Lava Jato

Tribunal nega a Eduardo Cunha transferir ação para Justiça Eleitoral

Decisão é do Tribunal Regional Federal da 4ª Região (TRF-4).

Agência Estado

- Atualizada em 26/03/2022 às 18h22
Ação penal contra Cunha foi aberta na extinta Operação Lava Jato
Ação penal contra Cunha foi aberta na extinta Operação Lava Jato (Foto: divulgação)

PORTO ALEGRE - O Tribunal Regional Federal da 4.ª Região (TRF-4), em Porto Alegre, rejeitou o pedido da defesa do ex-presidente da Câmara dos Deputados, Eduardo Cunha, para transferir a ação penal aberta contra ele na extinta Operação Lava Jato, por supostas propinas na compra de navios-sonda pela Petrobras, à Justiça Eleitoral.

O acórdão da decisão, tomada pela 8.ª Turma da Corte, foi publicado nesta quinta-feira, 10. Os desembargadores foram unânimes ao reafirmar a competência da Justiça Federal do Paraná para processar o caso.

Em seu voto, o desembargador João Pedro Gebran Neto, relator do caso, disse que não há 'sequer indícios' da prática de crimes eleitorais que justifiquem a transferência do processo.

"Diferente de outros feitos já julgados por esta Turma, na presente ação penal não há clara referência a alocação específica de valores para finalidade eleitoral, não se justificando a pretendida declinação da competência", escreveu.

O processo por corrupção e lavagem de dinheiro foi aberto março de 2016, quando Eduardo Cunha ainda era deputado.
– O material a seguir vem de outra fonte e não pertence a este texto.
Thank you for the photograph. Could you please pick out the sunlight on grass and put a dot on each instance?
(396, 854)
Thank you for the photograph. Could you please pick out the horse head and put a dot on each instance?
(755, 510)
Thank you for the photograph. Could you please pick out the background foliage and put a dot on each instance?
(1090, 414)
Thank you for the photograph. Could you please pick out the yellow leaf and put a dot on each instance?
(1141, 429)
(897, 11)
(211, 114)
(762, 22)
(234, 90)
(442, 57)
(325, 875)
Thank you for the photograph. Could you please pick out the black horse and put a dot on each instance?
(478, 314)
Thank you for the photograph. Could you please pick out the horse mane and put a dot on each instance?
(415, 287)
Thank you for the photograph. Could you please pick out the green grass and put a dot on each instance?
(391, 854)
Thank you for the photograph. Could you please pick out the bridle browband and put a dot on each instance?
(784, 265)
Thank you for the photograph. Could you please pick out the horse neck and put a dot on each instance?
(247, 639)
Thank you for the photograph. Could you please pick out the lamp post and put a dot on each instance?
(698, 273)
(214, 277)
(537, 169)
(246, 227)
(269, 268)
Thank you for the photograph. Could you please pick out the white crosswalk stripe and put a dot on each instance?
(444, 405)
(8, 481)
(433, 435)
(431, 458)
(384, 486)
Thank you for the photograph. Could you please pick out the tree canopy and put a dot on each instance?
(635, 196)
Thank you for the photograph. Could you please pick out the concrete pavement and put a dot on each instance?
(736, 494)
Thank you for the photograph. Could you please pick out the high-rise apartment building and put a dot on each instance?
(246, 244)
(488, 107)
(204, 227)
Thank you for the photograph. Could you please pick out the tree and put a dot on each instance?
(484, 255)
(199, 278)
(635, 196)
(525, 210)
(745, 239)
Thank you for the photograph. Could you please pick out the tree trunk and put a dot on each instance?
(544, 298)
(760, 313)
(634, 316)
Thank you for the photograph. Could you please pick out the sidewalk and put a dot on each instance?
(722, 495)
Com a cassação do mandato e o fim do foro por prerrogativa de função, a ação saiu do Supremo Tribunal Federal (STF) e passou a correr no Tribunal Regional Federal da 2.ª Região, no Rio de Janeiro, por também envolver uma prefeita do Estado. Depois que a gestão dela foi encerrada, houve o declínio da competência para a 13.ª Vara Federal de Curitiba, que condenou o ex-deputado a 15 anos e onze meses de reclusão em setembro de 2020.

Ao recorrer da sentença, a defesa alegou nulidade por incompetência da Justiça Federal para julgar as acusações, o que colocaria o processo de volta à fase inicial. Antes disso, os advogados também tentaram embargar o processo alegando suspeição do ex-juiz Sérgio Moro, hoje pré-candidato ao Planalto, que foi o responsável pela instrução do caso, com base nas mensagens hackeadas da Operação Spoofing.